Kamele in Arizona – durch Quartzsite und das Kofa National Wildlife Refuge

Zwei Fragen verfolgen uns auf der Fahrt durch die Main Street des kleinen Ortes Quartzsite in der Wüste Arizonas: Warum sind Kamele am Ortsschild angebracht und wer bitte war Hi Jolly, auf dessen „Last Camp“ mit großen Schildern die ganze Hauptstraße entlang hingewiesen wird?

Fast schnurgerade hat uns die Interstate 10 von Palm Springs etwa 150 Meilen nach Osten Richtung Phoenix hierhergeführt.

Die karge Wüstenlandschaft war nur kurz durch ein schmales grünes Band unterbrochen, als wir an der Grenze zwischen Kalifornien und Arizona den Colorado-River mit seinem üppig bewachsenen Uferstreifen überquert haben.

Nach weiteren etwa 20 Meilen durch die trockene Sonora-Wüste erreichen wir Quartzsite.

Bereits einige Meilen zuvor sehen wir, wofür dieses kleine, gerade mal ca. 2000 (ständige) Einwohner zählende Örtchen berühmt ist: für seine Snowbirds mit ihren Wohnmobilen!

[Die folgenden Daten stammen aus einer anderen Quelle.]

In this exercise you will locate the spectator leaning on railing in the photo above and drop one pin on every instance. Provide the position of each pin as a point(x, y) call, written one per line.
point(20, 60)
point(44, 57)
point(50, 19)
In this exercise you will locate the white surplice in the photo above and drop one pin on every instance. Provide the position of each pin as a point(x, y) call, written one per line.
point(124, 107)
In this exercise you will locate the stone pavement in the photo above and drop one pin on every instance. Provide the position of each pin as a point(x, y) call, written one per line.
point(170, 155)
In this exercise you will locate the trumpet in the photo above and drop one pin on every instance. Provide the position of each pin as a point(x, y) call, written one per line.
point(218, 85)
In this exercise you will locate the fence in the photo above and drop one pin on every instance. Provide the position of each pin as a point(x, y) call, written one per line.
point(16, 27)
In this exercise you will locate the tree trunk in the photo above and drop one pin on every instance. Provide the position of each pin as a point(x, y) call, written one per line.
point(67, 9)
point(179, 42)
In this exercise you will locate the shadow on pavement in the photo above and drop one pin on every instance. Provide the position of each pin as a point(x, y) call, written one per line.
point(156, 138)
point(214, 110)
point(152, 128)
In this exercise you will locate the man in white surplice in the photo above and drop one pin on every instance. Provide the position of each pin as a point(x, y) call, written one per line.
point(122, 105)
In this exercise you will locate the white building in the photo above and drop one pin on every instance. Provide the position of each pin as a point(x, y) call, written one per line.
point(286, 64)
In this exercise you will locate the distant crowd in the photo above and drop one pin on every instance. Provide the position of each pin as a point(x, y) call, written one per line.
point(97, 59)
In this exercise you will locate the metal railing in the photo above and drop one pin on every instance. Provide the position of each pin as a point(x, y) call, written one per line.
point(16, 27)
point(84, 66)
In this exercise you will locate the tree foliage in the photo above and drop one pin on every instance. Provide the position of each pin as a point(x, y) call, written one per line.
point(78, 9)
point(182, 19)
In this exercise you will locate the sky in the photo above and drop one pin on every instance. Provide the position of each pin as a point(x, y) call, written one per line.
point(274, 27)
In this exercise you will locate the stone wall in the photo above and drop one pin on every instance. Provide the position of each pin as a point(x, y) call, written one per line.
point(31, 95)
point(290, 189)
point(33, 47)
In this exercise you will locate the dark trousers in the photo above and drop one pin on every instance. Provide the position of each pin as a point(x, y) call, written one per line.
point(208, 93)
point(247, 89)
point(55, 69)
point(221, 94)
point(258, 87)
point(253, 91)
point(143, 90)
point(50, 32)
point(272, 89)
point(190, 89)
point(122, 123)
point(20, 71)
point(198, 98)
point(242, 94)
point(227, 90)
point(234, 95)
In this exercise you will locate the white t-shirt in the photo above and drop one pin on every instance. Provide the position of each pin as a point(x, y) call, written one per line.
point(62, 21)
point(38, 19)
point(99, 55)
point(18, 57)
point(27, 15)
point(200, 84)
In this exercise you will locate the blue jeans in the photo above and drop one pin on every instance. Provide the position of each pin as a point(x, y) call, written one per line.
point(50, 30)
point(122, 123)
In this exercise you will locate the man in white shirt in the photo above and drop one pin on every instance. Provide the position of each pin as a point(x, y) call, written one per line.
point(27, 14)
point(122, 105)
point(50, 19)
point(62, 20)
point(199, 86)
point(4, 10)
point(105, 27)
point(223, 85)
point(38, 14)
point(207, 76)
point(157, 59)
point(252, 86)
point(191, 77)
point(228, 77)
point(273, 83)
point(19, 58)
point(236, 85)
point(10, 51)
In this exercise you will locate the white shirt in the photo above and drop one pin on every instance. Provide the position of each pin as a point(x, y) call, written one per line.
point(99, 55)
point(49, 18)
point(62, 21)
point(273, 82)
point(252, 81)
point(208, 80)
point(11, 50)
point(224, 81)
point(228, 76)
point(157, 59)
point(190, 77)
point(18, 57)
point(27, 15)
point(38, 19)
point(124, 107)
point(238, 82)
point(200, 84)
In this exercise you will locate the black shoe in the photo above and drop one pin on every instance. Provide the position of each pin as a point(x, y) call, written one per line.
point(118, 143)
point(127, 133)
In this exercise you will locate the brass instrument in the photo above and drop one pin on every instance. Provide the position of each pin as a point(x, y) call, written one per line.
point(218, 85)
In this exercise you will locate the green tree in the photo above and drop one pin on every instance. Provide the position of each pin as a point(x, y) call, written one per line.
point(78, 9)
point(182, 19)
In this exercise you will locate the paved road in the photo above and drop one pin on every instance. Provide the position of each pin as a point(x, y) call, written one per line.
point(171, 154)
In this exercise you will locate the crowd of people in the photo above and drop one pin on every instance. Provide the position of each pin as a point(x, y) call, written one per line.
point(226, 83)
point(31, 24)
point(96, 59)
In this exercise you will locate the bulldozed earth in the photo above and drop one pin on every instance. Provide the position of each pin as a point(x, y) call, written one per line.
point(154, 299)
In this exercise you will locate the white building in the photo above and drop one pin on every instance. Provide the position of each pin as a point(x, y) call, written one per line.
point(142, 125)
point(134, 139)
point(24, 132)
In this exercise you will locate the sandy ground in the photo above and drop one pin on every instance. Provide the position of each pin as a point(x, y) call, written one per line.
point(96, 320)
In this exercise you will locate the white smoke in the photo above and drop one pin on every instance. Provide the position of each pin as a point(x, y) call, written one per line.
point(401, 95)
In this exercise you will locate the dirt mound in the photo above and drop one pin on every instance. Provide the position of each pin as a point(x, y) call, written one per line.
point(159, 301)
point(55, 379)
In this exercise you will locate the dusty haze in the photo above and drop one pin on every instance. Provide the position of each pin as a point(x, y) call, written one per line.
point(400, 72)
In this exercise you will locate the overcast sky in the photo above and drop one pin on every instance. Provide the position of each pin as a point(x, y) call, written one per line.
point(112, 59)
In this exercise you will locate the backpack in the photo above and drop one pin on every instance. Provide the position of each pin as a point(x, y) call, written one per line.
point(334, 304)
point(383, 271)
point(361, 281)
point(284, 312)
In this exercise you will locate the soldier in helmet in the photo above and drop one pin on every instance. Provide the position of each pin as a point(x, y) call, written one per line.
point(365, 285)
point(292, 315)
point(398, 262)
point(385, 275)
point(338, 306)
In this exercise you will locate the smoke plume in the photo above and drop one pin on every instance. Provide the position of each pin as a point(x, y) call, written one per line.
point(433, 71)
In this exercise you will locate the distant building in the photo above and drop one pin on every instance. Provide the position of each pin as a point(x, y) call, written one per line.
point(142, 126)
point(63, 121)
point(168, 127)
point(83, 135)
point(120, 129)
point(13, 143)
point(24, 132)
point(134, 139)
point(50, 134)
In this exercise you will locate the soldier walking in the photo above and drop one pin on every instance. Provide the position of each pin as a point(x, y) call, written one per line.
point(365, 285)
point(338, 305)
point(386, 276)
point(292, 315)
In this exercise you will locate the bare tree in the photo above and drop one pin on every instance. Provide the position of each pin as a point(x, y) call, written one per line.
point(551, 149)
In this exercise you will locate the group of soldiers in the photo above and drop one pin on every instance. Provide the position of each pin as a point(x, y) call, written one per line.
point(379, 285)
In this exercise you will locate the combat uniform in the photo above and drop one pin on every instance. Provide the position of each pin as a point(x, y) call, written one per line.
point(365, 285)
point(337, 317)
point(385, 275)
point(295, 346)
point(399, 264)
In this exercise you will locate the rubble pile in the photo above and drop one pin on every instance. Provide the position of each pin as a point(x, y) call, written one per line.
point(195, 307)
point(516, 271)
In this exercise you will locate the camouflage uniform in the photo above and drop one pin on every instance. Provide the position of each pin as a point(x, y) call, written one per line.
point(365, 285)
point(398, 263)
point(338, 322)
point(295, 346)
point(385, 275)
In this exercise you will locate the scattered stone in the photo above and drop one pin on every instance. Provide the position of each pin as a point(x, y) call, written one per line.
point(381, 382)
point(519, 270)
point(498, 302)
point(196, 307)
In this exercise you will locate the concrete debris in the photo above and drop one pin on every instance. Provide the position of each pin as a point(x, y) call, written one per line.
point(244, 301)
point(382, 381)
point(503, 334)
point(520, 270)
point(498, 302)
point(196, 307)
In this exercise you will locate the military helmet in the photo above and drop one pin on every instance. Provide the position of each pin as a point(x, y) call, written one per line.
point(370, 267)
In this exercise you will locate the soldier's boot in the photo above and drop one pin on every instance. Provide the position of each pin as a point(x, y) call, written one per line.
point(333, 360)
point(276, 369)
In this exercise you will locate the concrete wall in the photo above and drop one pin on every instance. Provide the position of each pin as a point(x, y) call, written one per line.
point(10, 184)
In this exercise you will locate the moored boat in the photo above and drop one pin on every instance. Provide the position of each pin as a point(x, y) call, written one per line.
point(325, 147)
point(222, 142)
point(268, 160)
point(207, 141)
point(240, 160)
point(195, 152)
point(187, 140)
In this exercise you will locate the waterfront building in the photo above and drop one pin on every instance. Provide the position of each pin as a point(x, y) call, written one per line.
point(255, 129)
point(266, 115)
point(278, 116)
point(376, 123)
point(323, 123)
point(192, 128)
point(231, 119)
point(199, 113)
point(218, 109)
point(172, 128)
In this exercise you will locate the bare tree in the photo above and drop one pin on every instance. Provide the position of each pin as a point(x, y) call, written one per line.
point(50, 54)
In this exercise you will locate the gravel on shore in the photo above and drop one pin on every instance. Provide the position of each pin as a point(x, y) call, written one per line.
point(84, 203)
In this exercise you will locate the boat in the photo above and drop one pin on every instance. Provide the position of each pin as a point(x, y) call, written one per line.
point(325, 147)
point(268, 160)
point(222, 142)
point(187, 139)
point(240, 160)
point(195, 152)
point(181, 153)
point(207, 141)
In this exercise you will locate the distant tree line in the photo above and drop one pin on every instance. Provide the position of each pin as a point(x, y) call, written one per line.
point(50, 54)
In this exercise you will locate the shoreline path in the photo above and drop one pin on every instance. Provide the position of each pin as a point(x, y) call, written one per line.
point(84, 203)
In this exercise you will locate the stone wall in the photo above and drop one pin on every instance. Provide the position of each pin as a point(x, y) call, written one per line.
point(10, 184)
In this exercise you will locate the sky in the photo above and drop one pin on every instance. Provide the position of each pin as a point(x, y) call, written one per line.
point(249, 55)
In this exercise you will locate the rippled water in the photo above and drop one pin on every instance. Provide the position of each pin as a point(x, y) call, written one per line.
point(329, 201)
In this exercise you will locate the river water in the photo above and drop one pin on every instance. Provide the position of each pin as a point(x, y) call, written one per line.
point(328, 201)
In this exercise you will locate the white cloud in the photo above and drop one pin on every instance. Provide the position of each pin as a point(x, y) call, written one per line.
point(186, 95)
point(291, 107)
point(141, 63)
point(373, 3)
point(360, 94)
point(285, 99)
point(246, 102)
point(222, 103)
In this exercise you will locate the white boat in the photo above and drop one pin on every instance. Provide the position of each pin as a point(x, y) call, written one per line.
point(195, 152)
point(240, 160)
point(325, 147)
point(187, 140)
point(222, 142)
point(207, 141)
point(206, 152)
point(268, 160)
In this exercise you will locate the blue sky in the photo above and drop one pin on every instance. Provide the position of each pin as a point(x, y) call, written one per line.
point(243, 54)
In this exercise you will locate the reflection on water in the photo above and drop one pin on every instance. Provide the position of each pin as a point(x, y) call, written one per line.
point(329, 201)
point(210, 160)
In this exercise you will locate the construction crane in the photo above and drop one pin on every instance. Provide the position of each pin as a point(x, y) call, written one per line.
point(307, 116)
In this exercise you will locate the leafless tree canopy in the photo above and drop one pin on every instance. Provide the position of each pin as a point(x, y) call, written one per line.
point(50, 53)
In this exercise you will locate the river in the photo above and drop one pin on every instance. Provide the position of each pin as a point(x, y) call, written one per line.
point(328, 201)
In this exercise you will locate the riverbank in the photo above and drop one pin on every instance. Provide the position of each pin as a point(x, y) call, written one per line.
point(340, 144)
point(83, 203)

Während in den heißen Sommermonaten Quartzsite träge und ruhig vor sich hindöst, steppt im Winter hier der Bär: besonders im Januar und Februar fallen bis zu zwei Millionen Gäste mit ihren fahrbaren Häusern hier ein.

Quartzsite ist umgeben von BLM (Bureau of Land Management)-Land, also staatlichem, dem US-Innenministerium unterstelltem Grund, auf dem das Boondocking – freies Campen- erlaubt ist. Und das ist außerordentlich beliebt!

Überall stehen Wohnmobile und Trailer in allen Größen und Ausführungen. Besonders Rentner kommen aus allen Teilen Nordamerikas hierher, um im warmen und trockenen Süden Arizonas den Winter zu verbringen. Bis zu 340 Sonnentage im Jahr soll es hier geben!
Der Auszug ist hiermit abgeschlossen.